Things that make you go, "Uh-oh."

Maybe it’s just me but this seems really wrong.

david@david-desktop-mate:/bkups/duplicati$ ls | grep dblock | wc -l
32355
david@david-desktop-mate:/bkups/duplicati$ ls | grep dindex | wc -l
32356
david@david-desktop-mate:/bkups/duplicati$ ls | grep dlist | wc -l
19
david@david-desktop-mate:/bkups/duplicati$ 

Any suggestions on how to correct this without starting over?

Not that starting over would be the WORST thing - I could finally fix the blocksize for this monster

ETA: All my other backups match

Did you try Repair? Do you have log-file logs? Has there been a DB recreate (if you know)? Was it slow?

Maybe you have a dindex file that’s irrelevant, redundant, or wrong, so should be deleted. But which is it?

DB recreate might spot it and complain, but it can be slow, and there are other ways to look for an oddity.

A nice tool is DB Browser for SQLite which might be in the Linux system package repo as sqlitebrowser.

image

The dindex file internally holds the name of the dblock that it indexes, but you’d have to open it up to see it.
Database repair ideally opens only dlist and dindex, and it calls an error if dindex points to missing dblock.

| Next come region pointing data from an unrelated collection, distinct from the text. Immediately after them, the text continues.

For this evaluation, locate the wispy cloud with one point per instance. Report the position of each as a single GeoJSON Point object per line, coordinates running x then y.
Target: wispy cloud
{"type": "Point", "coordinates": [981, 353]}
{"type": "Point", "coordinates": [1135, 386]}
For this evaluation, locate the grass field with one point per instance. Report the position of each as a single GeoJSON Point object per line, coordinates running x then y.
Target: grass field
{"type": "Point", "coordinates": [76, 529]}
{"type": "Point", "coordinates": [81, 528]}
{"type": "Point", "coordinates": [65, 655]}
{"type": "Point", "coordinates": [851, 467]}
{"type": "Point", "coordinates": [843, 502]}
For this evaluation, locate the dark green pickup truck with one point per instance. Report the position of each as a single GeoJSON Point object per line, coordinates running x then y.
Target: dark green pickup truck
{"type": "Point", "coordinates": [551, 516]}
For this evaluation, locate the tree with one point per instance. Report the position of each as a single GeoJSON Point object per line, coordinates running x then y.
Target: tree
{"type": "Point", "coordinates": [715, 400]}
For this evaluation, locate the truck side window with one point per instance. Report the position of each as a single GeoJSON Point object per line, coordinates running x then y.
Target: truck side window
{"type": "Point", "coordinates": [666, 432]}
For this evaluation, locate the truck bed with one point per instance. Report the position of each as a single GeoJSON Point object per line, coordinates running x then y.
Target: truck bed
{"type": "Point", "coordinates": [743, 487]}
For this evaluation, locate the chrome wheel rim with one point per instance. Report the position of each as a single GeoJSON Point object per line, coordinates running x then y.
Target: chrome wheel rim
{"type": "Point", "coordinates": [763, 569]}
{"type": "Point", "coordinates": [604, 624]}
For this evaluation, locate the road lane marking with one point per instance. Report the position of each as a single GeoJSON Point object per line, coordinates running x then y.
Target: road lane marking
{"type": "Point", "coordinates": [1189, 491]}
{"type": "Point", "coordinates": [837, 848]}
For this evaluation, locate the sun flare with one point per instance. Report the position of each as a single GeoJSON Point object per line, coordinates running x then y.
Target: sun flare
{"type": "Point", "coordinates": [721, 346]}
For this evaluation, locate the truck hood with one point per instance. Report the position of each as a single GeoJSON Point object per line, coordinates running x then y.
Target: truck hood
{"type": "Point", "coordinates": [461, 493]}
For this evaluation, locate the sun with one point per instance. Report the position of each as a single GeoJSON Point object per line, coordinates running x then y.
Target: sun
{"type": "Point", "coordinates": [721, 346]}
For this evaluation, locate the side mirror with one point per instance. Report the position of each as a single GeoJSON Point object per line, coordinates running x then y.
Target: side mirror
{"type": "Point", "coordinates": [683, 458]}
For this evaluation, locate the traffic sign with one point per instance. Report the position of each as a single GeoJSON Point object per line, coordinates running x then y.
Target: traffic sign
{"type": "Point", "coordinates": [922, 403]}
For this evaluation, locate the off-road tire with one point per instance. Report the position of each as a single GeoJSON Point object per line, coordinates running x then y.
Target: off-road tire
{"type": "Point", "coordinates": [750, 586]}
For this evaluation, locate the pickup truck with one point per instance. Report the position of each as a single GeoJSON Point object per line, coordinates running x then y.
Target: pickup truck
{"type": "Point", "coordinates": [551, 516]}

Or if you prefer a different way to get a lighter look at the database from Linux shell, upload-verification-file duplicati-verification.json can give it. What’s missing is the IndexBlockLink to find what’s unused.

I’m not sure if an unused dindex is guaranteed to be the one to delete though. It seems a good guess, but what happens on a DB recreate if two dindex files both claim to index the same dblock is unknown to me.

Third option is to delete all the dindex files and press the Repair button to see what Duplicati builds.
Ordinarily it can replace missing dlist and dindex files, but its records might be a little incorrect now.

It’s not clear humans can do better but at least it’s some learning, especially if logs can be checked.
Ideally we would want to identify how things got out of line, so that something can be done to stop it.

Interesting, you prompted me to check my backup sets. I have a few where the dindex count doesn’t match the dblock count, as well.

I just tested this on one of my backups with a mismatch (100 dblocks and 102 dindexes). Duplicati rebuilt the 102 dindexes, so there’s still a mismatch.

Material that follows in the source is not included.